Por Francisco Draco Lizárraga Hernández

 

La Paz, Baja California Sur (BCS). La solitaria contemplación de la Naturaleza ha sido considerada desde la Antigüedad como una de las más sublimes fuentes de inspiración artística y filosófica, y posiblemente pocos pensadores han aprovechado la soledad del medio natural con tanto deleite como hizo Jean-Jacques Rousseau. En la última obra de este filósofo suizo, Ensoñaciones del caminante solitario, él mismo hace una reflexión general sobre su pensamiento a lo largo de sus caminatas por los Alpes; llega a la conclusión de que el Hombre provino de la Naturaleza como un animal solitario y que los únicos seres humanos que aún conservaban el estado prístino de la Humanidad eran los nativos de América que aún habitaban en las selvas, bosques, desiertos e islas alejadas de la civilización. De esta manera, Rousseau sentó las bases del romanticismo, movimiento que exaltó la soledad y los terrores del ser humano al enfrentarse a la majestuosidad e inclemencia de la Naturaleza, destacando particularmente dos ambientes aparentemente antitéticos: el desierto y el océano.

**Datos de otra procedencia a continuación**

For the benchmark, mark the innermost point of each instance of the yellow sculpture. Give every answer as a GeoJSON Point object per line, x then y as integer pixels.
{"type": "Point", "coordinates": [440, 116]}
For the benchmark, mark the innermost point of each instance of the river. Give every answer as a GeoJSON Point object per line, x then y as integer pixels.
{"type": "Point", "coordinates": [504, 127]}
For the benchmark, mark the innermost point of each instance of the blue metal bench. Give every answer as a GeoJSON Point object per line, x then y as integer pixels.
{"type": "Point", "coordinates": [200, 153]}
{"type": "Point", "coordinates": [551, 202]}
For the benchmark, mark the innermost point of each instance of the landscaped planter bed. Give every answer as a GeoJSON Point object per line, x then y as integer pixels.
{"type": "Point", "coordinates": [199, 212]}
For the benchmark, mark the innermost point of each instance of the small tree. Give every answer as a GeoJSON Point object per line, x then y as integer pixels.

La profunda soledad que suele caracterizar al desierto y al mar es la causa por la cual, según Immanuel Kant en su ensayo Observaciones sobre el sentimiento de lo bello y lo sublime, estos lugares son capaces de infundir el sentimiento de lo sublime terrorífico hasta llegar a la ofuscación de la Razón, con lo cual generan quimeras y visiones lóbregas y pesimistas de la realidad. Partiendo de lo anterior, una de las regiones del mundo donde pudiera llegarse a este extremo es la península de Baja California, tierra donde el desierto está rodeado por el inmenso Océano Pacífico y el Golfo de California, siendo posiblemente la península más aislada del mundo. Fue en esta tierra donde, provenientes de diversas partes del mundo, pero con una misma misión, muchos soldados de la Compañía de Jesús, replicaron el llamado de Abraham de dejar su casa para ir al lugar que le indicara el Señor y ahí construir una nueva nación. Hombres que, en su afán de asemejarse a Cristo y a los profetas, proclamaron la Palabra de Dios a pueblos ignotos e incivilizados en medio de tribulaciones y pobreza, con el fin de lograr la conversión y salvación de miles de almas; no obstante, al final fueron sólo voces que clamaron en el desierto.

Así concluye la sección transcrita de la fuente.